Résumé de la décision
Dans cette affaire, M. B... a demandé l'échange de son permis de conduire sri-lankais contre un permis français. Le préfet de la Loire-Atlantique a rejeté cette demande au motif qu'il n'existe pas d'accord de réciprocité entre la France et le Sri Lanka. M. B... a contesté cette décision, et le tribunal administratif de Montreuil, par un jugement du 23 juillet 2020, a annulé le refus du préfet. Le ministre de l'intérieur a alors interjeté appel en cassation. La décision rendue annule le jugement du tribunal administratif et réaffirme que les conditions d'échange de permis doivent être appliquées conformément à la réglementation en vigueur au moment de la décision administrative.
Arguments pertinents
1. Application des dispositions en vigueur : Le tribunal a commis une erreur en considérant que les règles introduites par l'arrêté du 9 avril 2019 n'étaient pas applicables à M. B... parce que sa demande avait été déposée avant cette date. En effet, l'autorité administrative doit se prononcer en application des textes en vigueur au moment de la décision (cf. Code de la route - Article R. 222-3).
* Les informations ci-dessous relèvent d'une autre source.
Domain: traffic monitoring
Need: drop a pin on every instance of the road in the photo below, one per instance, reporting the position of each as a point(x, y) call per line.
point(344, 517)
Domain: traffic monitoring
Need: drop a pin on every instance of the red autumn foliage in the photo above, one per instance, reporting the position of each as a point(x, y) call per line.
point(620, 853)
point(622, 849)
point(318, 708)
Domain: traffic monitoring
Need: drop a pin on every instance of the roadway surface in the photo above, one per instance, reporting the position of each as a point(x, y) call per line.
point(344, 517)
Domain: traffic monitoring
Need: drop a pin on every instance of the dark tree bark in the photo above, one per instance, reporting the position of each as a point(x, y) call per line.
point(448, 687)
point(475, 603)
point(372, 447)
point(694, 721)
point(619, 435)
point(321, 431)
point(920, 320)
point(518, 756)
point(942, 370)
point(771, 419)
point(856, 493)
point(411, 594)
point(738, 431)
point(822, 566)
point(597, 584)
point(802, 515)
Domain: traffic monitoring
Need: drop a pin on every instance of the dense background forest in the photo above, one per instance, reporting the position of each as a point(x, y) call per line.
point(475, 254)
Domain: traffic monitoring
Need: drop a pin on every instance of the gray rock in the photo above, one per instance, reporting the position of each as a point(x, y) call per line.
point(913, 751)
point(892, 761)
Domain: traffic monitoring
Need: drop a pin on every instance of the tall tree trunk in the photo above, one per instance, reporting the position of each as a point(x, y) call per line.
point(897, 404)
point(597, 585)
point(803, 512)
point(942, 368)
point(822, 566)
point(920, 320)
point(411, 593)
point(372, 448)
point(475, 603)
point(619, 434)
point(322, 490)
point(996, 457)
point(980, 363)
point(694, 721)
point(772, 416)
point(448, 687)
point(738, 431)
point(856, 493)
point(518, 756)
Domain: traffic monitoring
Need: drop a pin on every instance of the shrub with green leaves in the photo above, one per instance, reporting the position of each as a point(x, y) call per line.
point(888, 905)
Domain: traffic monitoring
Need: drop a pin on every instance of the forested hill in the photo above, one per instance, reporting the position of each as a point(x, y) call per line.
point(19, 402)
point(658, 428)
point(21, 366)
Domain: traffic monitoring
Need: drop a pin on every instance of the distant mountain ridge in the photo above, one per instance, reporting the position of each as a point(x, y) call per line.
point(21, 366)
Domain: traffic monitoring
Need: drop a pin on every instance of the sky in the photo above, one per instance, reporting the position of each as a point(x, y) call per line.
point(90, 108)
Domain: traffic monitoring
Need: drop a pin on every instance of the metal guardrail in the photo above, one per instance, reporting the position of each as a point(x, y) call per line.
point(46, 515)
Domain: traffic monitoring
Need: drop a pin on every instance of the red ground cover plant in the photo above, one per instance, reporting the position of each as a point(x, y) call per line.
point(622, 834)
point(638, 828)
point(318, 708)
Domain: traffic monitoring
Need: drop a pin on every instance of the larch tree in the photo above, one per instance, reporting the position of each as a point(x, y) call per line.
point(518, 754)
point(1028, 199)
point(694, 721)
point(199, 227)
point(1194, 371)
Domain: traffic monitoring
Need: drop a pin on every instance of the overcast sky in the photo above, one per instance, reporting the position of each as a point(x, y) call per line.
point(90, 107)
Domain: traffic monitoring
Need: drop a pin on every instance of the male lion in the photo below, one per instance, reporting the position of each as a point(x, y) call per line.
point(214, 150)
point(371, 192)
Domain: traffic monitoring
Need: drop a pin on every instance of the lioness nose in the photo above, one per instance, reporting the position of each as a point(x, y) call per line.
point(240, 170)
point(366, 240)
2. Situation juridique définitivement constituée : Le ministre a argumenté que le dépôt d'une demande d'échange de permis de conduire ne crée pas une "situation juridique définitivement constituée". Ainsi, même si la demande a été faite avant l'entrée en vigueur des nouvelles règles, cela ne devrait pas empêcher leur application (cf. Code des relations entre le public et l'administration - Article L. 221-4).
Interprétations et citations légales
- Article R. 222-3 du Code de la route : Cet article souligne que tout permis de conduire national délivré par un État extérieur à l'UE ou à l'Espace économique européen peut être reconnu en France pour une durée limitée, et que l'échange ne nécessite pas d'examen pendant ce délai. Il stipule que "les conditions de cette reconnaissance et de cet échange sont définies par arrêté du ministre chargé de la sécurité routière".
- Article 5 de l'arrêté du 12 janvier 2012 : Cet article précise qu'un permis de conduire délivré par un État en dehors de l'UE doit avoir été délivré dans l'État où le conducteur avait sa résidence normale et qu'il existe un accord de réciprocité entre la France et l'État d'origine. En d'autres termes, l'absence de réciprocité empêche l'échange du permis, ce qui a été un point central dans le refus initial.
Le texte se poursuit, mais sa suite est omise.